Study shows a high-fat diet may be good for us
ATLANTA - For years, we've had it drilled into us that fat is bad. Experts have warned us loading up of things like butter, cheese, and meat could put us on the fast-track to the cath lab, and raise your risk of dying from a heart attack or stroke.But a major new study could upend our obsession with cutting fat.
The study, called PURE (Prospective Urban Rural Epidemiology), followed 135,000 people in 18 countries.
Dr. Felipe Lobelo, MD, an Associate Professor of Global Health at the Emory Rollins School of Public Health, says the study adds to the growing evidence going low-fat is not the answer.
"Because that hasn't really worked," Lobelo says. "And, we have more and more data showing that, if anything, it has negative consequences."
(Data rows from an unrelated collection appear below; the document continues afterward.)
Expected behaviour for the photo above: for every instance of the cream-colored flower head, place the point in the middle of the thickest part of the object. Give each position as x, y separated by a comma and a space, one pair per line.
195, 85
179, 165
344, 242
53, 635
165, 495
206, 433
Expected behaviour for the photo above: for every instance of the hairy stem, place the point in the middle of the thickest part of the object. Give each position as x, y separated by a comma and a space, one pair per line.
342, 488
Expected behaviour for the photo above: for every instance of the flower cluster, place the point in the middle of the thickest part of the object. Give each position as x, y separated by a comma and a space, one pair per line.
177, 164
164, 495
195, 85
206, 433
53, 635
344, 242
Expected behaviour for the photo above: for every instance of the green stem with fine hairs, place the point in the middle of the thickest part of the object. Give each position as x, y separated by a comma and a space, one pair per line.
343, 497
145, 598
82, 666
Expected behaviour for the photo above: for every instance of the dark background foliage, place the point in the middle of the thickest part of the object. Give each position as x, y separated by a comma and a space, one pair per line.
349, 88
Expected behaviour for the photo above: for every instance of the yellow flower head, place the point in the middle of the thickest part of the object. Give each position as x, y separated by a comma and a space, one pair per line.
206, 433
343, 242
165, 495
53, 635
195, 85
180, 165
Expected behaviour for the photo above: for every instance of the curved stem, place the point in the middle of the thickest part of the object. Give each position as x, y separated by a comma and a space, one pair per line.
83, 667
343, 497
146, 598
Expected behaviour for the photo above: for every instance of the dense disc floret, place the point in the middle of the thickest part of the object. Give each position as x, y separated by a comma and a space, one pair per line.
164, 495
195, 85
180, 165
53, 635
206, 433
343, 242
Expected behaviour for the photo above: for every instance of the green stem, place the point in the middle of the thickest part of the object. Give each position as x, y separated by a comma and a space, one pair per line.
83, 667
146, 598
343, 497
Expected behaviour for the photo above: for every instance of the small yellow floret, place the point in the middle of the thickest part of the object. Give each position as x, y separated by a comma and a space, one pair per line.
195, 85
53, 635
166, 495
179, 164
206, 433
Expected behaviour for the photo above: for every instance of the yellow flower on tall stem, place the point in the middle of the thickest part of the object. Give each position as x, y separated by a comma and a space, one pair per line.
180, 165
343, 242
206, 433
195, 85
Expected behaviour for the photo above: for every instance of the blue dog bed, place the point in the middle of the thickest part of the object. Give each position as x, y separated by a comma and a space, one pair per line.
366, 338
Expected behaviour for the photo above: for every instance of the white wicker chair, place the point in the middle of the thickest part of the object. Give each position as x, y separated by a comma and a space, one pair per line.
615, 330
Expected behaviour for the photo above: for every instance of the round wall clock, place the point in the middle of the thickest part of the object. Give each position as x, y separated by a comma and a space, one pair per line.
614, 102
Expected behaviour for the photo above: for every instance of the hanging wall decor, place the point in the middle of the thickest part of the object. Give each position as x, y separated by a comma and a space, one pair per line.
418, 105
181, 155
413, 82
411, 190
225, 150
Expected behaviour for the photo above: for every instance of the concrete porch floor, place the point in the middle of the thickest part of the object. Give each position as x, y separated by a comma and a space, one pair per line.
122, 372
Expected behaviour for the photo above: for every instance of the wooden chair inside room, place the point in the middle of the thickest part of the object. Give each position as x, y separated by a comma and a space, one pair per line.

PURE researchers found some surprising things. For one, people who ate a higher-fat diet were 23 percent less likely to die than those who restricted their fat intake. And, the researchers say, eating a high-carb diet, heavy in foods like rice, pasta, and bread was much riskier in terms of cardiovascular health and mortality.
Lobelo is nor surprised, but he's also not sure the PURE findings will leading to major changes in dietary guidelines.
"The bottom line here is this is another piece of the puzzle," he says. "No one study is going to change 50 years of nutrition knowledge. But we're finding that reduction in carbohydrates as a public health message is more important than the prevailing message of limiting fats."
Because Lobelo says, a high-carb diet -- especially one that includes processed foods, can lead to insulin resistance and inflammation, raising our risk of type 2 diabetes, heart disease, and cancer. Don't go loading up on the butter just yet.
"Again, this is not carte blanche to go consume more fats and animal products, because we already do (that too much)," Lobelo says. "But we're definitely relying too much on refined carbohydrates and carbohydrates in our diet. And those probably need to be substituted for more fruits and vegetables."